In Kirgisien setzt man auf die Uran-Industrie als eine neue Einnahmequelle. Dazu hat die Regierung dem Parlament einen Gesetzentwurf vorgelegt, der geologische Erkundungsarbeiten und die Förderung von Uran und Thorium, die im Jahr 2019 nach Massenprotesten verboten wurden, legalisiert. Eine Wiederaufnahme der Förderung von Uran wird die Realisierung des Projekts zur Errichtung eines Kernkraftwerkes in der Republik beschleunigen. Die Annahme der neuen Gesetzesvorlage wird neue Möglichkeiten für die Tätigkeit des russischen Staatskonzerns Rosatom in der Republik Kirgisien schaffen.
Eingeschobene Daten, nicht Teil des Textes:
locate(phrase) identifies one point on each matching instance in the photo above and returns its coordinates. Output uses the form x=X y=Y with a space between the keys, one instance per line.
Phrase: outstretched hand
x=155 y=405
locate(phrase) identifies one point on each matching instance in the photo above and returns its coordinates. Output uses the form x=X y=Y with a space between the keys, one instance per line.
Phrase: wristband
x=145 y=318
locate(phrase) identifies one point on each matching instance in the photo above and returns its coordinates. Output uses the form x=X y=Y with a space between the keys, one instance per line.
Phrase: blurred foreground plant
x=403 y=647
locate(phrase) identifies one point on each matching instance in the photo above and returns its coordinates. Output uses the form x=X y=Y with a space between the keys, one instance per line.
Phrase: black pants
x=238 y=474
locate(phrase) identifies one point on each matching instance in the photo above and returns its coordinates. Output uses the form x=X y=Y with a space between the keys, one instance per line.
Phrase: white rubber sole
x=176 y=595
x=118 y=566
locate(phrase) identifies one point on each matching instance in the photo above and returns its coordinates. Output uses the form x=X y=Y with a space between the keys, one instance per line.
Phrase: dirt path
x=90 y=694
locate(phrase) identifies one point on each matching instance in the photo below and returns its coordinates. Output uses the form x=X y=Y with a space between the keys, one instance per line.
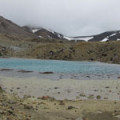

Im Erläuterungsschreiben zum Gesetzentwurf wird unterstrichen, dass „die Förderung und der Export dieser wertvollen Bodenschätze zu einem wichtigen Faktor für das Wirtschaftswachstum werden können. Die Regierung verspricht, die ökologische Sicherheit zu gewährleisten, indem moderne Technologien für die Förderung eingeführt werden, die die Einwirkung auf die Umwelt minimisieren.

„Die Annahme des Gesetzentwurfs wird von einem Monitoring moderner Technologien zur Förderung von Uran und Thorium durch die (zuständigen) staatlichen Behörden begleitet. Und diese werden eine Minimierung des negativen Einflusses der Förderung der Bodenschätze auf die Umwelt fördern“, heißt es in der Begründung zur Gesetzesvorlage, die auf der Internetseite des kirgisischen Parlaments veröffentlicht wurde.

Jedoch bleibt die Frage nach einer Wiede4raufnahme der Uran-Förderung eine umstrittene. Im Jahr 2019 waren Einwohner des Verwaltungsgebietes Issyk-Kul und Aktivisten gegen die Erschließung der Lagerstätten Tasch-Bulak und Kyzyl-Ompol aufgetreten, wobei sie negative Folgen für die Ökologie und die Gesundheit der Bevölkerung befürchtet hatten.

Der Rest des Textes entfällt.